Google gpucc vs. Nvidia nvcc?

I am sure people have heard of that Google created its own version of CUDA compiler, i.e., gpucc, and and mentioned that it could outperform nvcc for some internal & external benchmarks, and the compilation time could be reduced significantly. See

Since Google will make it opensource, will this attract compiler developers to make contributions to it, and move application developers from using Nvidia nvcc to Google gpucc?

I had not heard of this Google effort. Competition is usually beneficial to a market, so lets see what (if any) benefit CUDA programmers will be able to reap.

The slide deck you linked shows gpucc compilation times 8% faster on average compared to nvcc. Performance of the generated code is +/-15% versus code generated by nvcc and looks like the same on average. Given that NVIDIA’s CUDA compilers have been based on open-source frameworks (first Open64, now LLVM) for a long time, I do not perceive any compelling reason for people to jump on gpucc. Do you?

How will compiler developers react to the availability of gpucc? “Objection, Your Honor, calls for speculation!”. In general, the world has a shortage of good compiler engineers. Most of them will be more than busy in their well-paying day jobs. As a result, I would not expect many to donate work to gpucc. So I would think the people working on gpucc will be mostly engineers paid by Google to do so. Google has deep pockets, and could support this project indefinitely.

What I’d be most interested in is a compiler that doesn’t take over a second to compile even the simplest cu file. Does anyone know what nvcc is doing that takes so long? Is it just the overhead of LLVM? ptxas is plenty snappy and assembles in the millisecond time scale.

Fast compilation is important for dynamically generated code.

Ha, I used to have a kernel that would spend 33 minutes per architecture in ‘cicc’. This was CUDA 6.0.

CUDA 6.5 slashed that to 1 minute per arch.

Now it’s down to 15 seconds per arch in CUDA 7.5 but the troublesome kernels are much cleaner.

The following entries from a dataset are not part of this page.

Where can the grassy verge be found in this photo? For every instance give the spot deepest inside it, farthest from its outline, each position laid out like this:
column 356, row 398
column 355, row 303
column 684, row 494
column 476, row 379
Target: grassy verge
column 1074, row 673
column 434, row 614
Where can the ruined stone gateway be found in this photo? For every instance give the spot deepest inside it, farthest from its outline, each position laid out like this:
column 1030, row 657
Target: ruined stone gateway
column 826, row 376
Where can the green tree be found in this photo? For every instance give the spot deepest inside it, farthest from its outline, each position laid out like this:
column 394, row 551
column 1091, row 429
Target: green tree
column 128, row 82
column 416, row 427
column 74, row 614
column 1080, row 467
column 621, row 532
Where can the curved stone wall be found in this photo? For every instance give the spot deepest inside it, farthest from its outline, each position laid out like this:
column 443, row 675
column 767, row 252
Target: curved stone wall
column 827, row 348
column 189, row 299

P.S. you can dump the timing of nvcc internals to a .csv like so:

nvcc -time time.csv

It’s been years since I looked at the details of compile times. From what I recall, the flow involves multiple separate applications invoked by nvcc, with a number of files being used for communication between components. That is likely responsible for basic overhead that dominates the compilation of short files.

While JIT compilation from PTX was part of the CUDA build flow from the beginning, JIT compilation from high-level source is a late addition, and the design goals are probably reflected in the speed of the respective compiler components. As Allan noted, ever since JIT compilation from HLL source was added as a feature, compile times have generally improved.

The default settings of the CUDA tool chain are for full optimization, which means there are a ton of optimization passes that run inside LLVM. There isn’t even a convenient -O[1|2|3] switch one can pass to the LLVM compiler, like one could with the old Open64 compiler, in order to turn off a bunch of these passes. Lowering the optimization level could improve compilation times quite a bit with Open64. Aggressive function inlining is one of the main culprits in ballooning the code size and thus compilation times.

If you are a user of the Intel compiler, you will be aware that builds at full optimization are pretty slow as well, although not quite as slow as with nvcc. No lunch (i.e., highly optimized code) is for free.

In practical terms, CUDA programmers facing excessive build times should keep filing bugs/RFEs with NVIDIA, so development effort can be applied where most needed.

@njuffa, yes, I doubt people will jump to another compiler if the gains (compilation time and performance) are very minimal. However, in the gpucc slide deck, they claimed FFT and Blas1/2 could be improved by 21%~91% (I assume it’s regarding the performance, not the compilation time). This seems quite attractive since it gives “free performance improvement” for the end users.

Just for a single BLAS API, ?GEMM, alone, there are myriad different kernels: for small matrices, large matrices, tall skinny ones, squarish ones, with different transpose modes, for different architectures, etc, etc. Now multiply that by the 80 or so different basic functions provided by BLAS and you have more pieces of code that need optimization than you could ever get to with a reasonably-sized library team.

This means it is relatively easy to find BLAS functions that can benefit from further optimization. The literature is full of papers comparing a researcher’s latest effort with a vendor implementation of some BLAS function or other (any vendor library, not just CUBLAS). Often that kind of research does feed back into vendor libraries after some time. And just a fraction of the potential optimization work has to do with compiler optimizations, often it is about algorithmic changes that modify data transfer patterns, for example.

I suspect things are similar for FFT libraries, but have not had significant personal exposure to that field.

I believe that it will a breaking news, if google can release GPUCC in March.
Google announced this open source complier in SC15, and i believe that Nvidia should have partially involved in their research.

Has anyone here tried this on their code? It sounds like LLVM 3.9 is close to being released.